When they came to the realization that they were trans during the lockdown of 2020, old fears of their family's rejection resurfaced. “At that point, I don't think I really cared if they would accept it or not, I just never wanted to present anything as a burden to them,” he shares. “But they have been so supportive. I don't think that in my wildest dreams, especially as a younger person, I could ever imagine that. And you know, I don't think I allow them the grace for evolution either.”

Afram looks back on the past with kinder eyes and a tinge of regret. The Western villainization of immigrant parents as backward or closed-minded led him to fault them for cultural differences that, as an adult, he has been able to explore with greater understanding. “I have no idea what they went through, the traumas they endured and their feverish need to protect their kin,” he explains. “I think I was really duped by this Western theory of how things should be, that I needed to rebel towards independence instead of giving them the chance to hear me out.”

Farrah Skeiky

As lockdown continued, Afram finally had an internal conversation that was long overdue. “I was like, ‘Dude, you're a dude,’” they exclaim.

They started testosterone treatment in August and received top surgery by November of the same year. The changes they felt prompted deeper reflection on being a closeted Palestinian: “There's just no more time to waste. How much less pain would I have been in my life if I saw anybody like me, trans or Palestinian, who wasn’t villainized? The two just go hand in hand for me — transition became about reclamation and no more lies.”

In the movement for a free Palestine, Afram has found community with others who organize not in spite of being queer but because of it. This point is especially significant in light of propaganda campaigns that aim to leverage allegations of homophobia to undermine solidarity with the Palestinian struggle. Since Israel’s bombardment of Gaza began in the wake of the October 7 attacks, Afram has seen these talking points proliferate online as zionists and liberals ignore the experiences of queer and trans Palestinians living under occupation.

“So much of [the argument] is like, ‘Oh, go try to be that way there.’ Well, that's actually the whole point. We all want to go back,” says Afram. “My grandfather passed away with the key to his house in his hand.”

A protester holds up a placard that reads "Queers for Palestine" during a pro-Palestinian march called by The Tunisian General Labour Union (UGTT) in Tunis, Tunisia, on October 12, 2023.
A conversation with Dr. Sa’ed Atshan about the rise in LGBTQ+ solidarity with Palestine and the reductionism of its backlash.

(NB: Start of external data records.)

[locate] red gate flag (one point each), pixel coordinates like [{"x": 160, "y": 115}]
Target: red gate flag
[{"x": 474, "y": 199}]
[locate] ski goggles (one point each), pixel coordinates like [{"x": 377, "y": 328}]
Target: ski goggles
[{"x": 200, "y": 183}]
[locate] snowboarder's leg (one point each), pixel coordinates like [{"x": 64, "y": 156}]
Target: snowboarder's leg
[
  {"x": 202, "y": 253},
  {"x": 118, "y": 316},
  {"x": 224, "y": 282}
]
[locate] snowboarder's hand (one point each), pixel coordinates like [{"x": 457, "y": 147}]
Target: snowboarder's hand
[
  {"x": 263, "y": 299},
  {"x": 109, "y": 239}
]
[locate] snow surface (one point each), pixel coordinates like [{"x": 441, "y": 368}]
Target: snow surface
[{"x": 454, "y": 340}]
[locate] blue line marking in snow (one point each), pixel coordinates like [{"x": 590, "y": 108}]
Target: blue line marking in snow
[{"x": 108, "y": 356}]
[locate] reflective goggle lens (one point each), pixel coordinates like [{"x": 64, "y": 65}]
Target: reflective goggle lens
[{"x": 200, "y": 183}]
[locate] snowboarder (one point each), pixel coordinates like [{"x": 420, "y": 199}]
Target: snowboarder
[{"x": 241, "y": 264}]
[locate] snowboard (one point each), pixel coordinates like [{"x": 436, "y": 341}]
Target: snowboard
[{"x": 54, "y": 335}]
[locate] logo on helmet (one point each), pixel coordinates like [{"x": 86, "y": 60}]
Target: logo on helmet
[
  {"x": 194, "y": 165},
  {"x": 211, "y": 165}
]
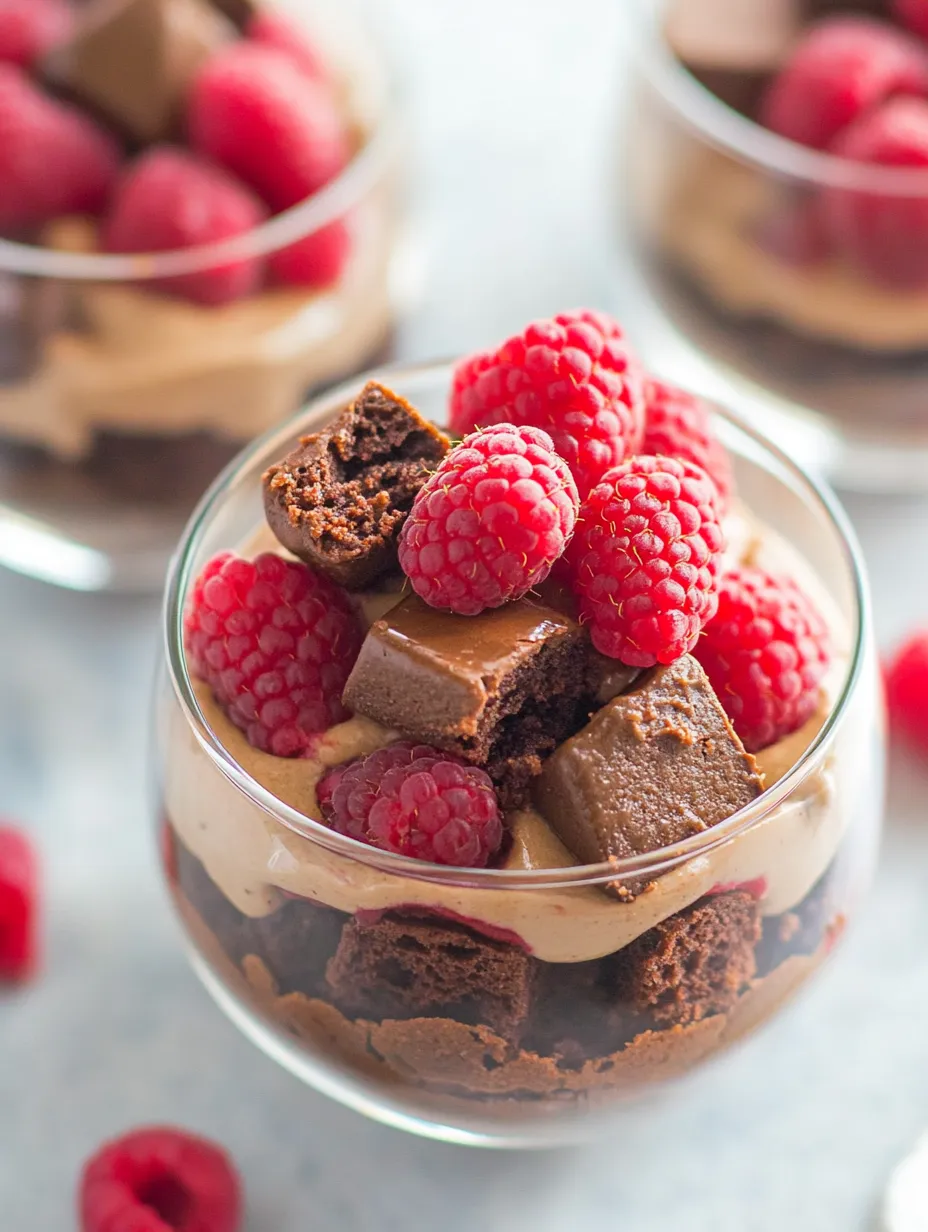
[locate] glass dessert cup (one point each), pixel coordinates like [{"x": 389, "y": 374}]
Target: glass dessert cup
[
  {"x": 733, "y": 297},
  {"x": 503, "y": 1007},
  {"x": 120, "y": 403}
]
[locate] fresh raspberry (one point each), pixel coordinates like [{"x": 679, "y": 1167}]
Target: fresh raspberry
[
  {"x": 765, "y": 653},
  {"x": 254, "y": 111},
  {"x": 415, "y": 801},
  {"x": 907, "y": 691},
  {"x": 489, "y": 524},
  {"x": 159, "y": 1180},
  {"x": 19, "y": 906},
  {"x": 573, "y": 376},
  {"x": 843, "y": 68},
  {"x": 886, "y": 235},
  {"x": 275, "y": 30},
  {"x": 646, "y": 559},
  {"x": 170, "y": 198},
  {"x": 679, "y": 425},
  {"x": 53, "y": 159},
  {"x": 276, "y": 642},
  {"x": 313, "y": 261},
  {"x": 28, "y": 28}
]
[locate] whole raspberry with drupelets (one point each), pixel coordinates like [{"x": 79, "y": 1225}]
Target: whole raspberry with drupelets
[
  {"x": 159, "y": 1179},
  {"x": 276, "y": 642},
  {"x": 646, "y": 558},
  {"x": 415, "y": 801},
  {"x": 573, "y": 376},
  {"x": 765, "y": 653},
  {"x": 679, "y": 425},
  {"x": 491, "y": 521}
]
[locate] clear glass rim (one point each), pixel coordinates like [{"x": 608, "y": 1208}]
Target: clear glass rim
[
  {"x": 733, "y": 133},
  {"x": 359, "y": 176},
  {"x": 276, "y": 441}
]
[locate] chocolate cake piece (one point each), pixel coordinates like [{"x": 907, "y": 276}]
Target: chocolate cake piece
[
  {"x": 406, "y": 966},
  {"x": 500, "y": 689},
  {"x": 691, "y": 965},
  {"x": 656, "y": 765},
  {"x": 339, "y": 500}
]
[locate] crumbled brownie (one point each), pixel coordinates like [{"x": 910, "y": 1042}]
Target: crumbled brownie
[
  {"x": 406, "y": 967},
  {"x": 339, "y": 500},
  {"x": 500, "y": 689},
  {"x": 691, "y": 965},
  {"x": 656, "y": 765}
]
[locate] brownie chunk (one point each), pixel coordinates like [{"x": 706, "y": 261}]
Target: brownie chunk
[
  {"x": 500, "y": 689},
  {"x": 694, "y": 964},
  {"x": 339, "y": 500},
  {"x": 656, "y": 765},
  {"x": 406, "y": 967}
]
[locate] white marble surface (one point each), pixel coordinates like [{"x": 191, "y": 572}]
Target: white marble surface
[{"x": 797, "y": 1130}]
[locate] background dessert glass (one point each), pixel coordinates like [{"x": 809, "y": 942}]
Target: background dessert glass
[
  {"x": 733, "y": 296},
  {"x": 537, "y": 1045},
  {"x": 118, "y": 405}
]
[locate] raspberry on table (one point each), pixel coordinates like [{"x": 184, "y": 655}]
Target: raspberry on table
[
  {"x": 765, "y": 653},
  {"x": 573, "y": 376},
  {"x": 170, "y": 198},
  {"x": 907, "y": 691},
  {"x": 159, "y": 1179},
  {"x": 415, "y": 801},
  {"x": 28, "y": 28},
  {"x": 678, "y": 424},
  {"x": 842, "y": 69},
  {"x": 19, "y": 906},
  {"x": 254, "y": 111},
  {"x": 53, "y": 159},
  {"x": 276, "y": 642},
  {"x": 489, "y": 524},
  {"x": 646, "y": 558},
  {"x": 885, "y": 235}
]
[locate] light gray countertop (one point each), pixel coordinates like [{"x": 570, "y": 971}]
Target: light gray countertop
[{"x": 799, "y": 1129}]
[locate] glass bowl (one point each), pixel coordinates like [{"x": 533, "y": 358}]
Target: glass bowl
[
  {"x": 498, "y": 1007},
  {"x": 735, "y": 287},
  {"x": 120, "y": 404}
]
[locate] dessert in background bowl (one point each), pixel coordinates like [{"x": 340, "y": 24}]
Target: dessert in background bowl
[
  {"x": 197, "y": 214},
  {"x": 773, "y": 190},
  {"x": 503, "y": 781}
]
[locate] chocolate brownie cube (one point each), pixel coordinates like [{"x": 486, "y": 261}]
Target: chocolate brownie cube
[
  {"x": 339, "y": 500},
  {"x": 406, "y": 966}
]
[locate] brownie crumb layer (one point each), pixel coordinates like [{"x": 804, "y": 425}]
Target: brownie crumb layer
[{"x": 339, "y": 500}]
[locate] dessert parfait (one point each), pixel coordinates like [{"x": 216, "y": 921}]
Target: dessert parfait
[
  {"x": 196, "y": 219},
  {"x": 510, "y": 771},
  {"x": 777, "y": 191}
]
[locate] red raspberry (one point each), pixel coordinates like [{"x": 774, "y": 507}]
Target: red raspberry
[
  {"x": 19, "y": 906},
  {"x": 275, "y": 642},
  {"x": 491, "y": 521},
  {"x": 275, "y": 30},
  {"x": 574, "y": 377},
  {"x": 313, "y": 261},
  {"x": 28, "y": 28},
  {"x": 53, "y": 159},
  {"x": 884, "y": 235},
  {"x": 907, "y": 691},
  {"x": 765, "y": 653},
  {"x": 646, "y": 559},
  {"x": 254, "y": 111},
  {"x": 679, "y": 425},
  {"x": 415, "y": 801},
  {"x": 159, "y": 1180},
  {"x": 843, "y": 68},
  {"x": 169, "y": 198}
]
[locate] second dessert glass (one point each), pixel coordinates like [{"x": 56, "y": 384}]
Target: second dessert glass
[
  {"x": 730, "y": 287},
  {"x": 504, "y": 1007}
]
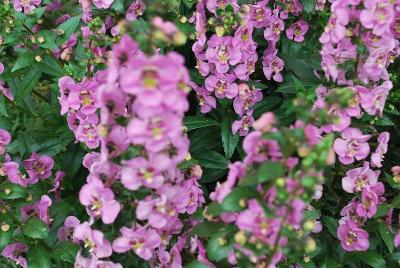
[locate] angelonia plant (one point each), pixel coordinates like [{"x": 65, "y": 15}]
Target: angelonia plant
[{"x": 199, "y": 133}]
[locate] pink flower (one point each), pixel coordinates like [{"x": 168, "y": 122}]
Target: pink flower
[
  {"x": 142, "y": 241},
  {"x": 352, "y": 238},
  {"x": 358, "y": 178},
  {"x": 273, "y": 66},
  {"x": 265, "y": 122},
  {"x": 135, "y": 10},
  {"x": 243, "y": 125},
  {"x": 254, "y": 221},
  {"x": 259, "y": 149},
  {"x": 39, "y": 209},
  {"x": 93, "y": 240},
  {"x": 370, "y": 200},
  {"x": 206, "y": 101},
  {"x": 223, "y": 86},
  {"x": 65, "y": 232},
  {"x": 5, "y": 138},
  {"x": 99, "y": 200},
  {"x": 222, "y": 53},
  {"x": 373, "y": 101},
  {"x": 236, "y": 171},
  {"x": 396, "y": 240},
  {"x": 26, "y": 6},
  {"x": 352, "y": 145},
  {"x": 38, "y": 166},
  {"x": 102, "y": 3},
  {"x": 14, "y": 252},
  {"x": 140, "y": 171},
  {"x": 297, "y": 30},
  {"x": 381, "y": 149}
]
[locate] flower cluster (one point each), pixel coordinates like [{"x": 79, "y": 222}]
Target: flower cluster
[
  {"x": 228, "y": 58},
  {"x": 142, "y": 103},
  {"x": 19, "y": 183},
  {"x": 285, "y": 181},
  {"x": 359, "y": 43},
  {"x": 79, "y": 102}
]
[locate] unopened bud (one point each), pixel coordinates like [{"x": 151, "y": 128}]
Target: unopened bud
[
  {"x": 310, "y": 245},
  {"x": 220, "y": 31},
  {"x": 183, "y": 19}
]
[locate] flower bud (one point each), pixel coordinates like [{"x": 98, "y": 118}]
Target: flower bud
[{"x": 5, "y": 227}]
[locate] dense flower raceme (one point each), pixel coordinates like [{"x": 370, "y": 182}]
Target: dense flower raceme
[
  {"x": 228, "y": 57},
  {"x": 364, "y": 35},
  {"x": 37, "y": 169},
  {"x": 149, "y": 95},
  {"x": 284, "y": 184}
]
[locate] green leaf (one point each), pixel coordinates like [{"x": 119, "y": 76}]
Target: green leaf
[
  {"x": 9, "y": 191},
  {"x": 207, "y": 228},
  {"x": 24, "y": 60},
  {"x": 386, "y": 236},
  {"x": 35, "y": 228},
  {"x": 371, "y": 258},
  {"x": 212, "y": 159},
  {"x": 5, "y": 237},
  {"x": 66, "y": 251},
  {"x": 68, "y": 27},
  {"x": 38, "y": 257},
  {"x": 229, "y": 140},
  {"x": 219, "y": 245},
  {"x": 232, "y": 202},
  {"x": 309, "y": 5},
  {"x": 50, "y": 66},
  {"x": 396, "y": 202},
  {"x": 195, "y": 122},
  {"x": 332, "y": 225},
  {"x": 382, "y": 210},
  {"x": 3, "y": 110},
  {"x": 211, "y": 175},
  {"x": 266, "y": 172},
  {"x": 195, "y": 264},
  {"x": 28, "y": 83}
]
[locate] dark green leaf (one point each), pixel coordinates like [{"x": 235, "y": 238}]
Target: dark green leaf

The footage emerging from Gaza today parallels the stories inherited from older generations — only now, the world is watching a Nakba unfold in real time. Afram finds hope in the determination of their people to survive and the dedication to keep showing the world the truth. “The resilience of the Palestinian people is so real, and I think the world is learning from us,” he says. “If that person who just lost everything still has a fight in them, then I can pick myself up and be a part of this fight for greater liberation, too.”

As our video conversation comes to a close, Afram’s eyes glisten with emotion. The feelings surrounding these unimaginably bleak times are gnarled with pain passed down across generations. Yet for Marcelle G Afram, the road ahead couldn’t be clearer: “For me, it's just everything for Palestine. Everything for Palestine.”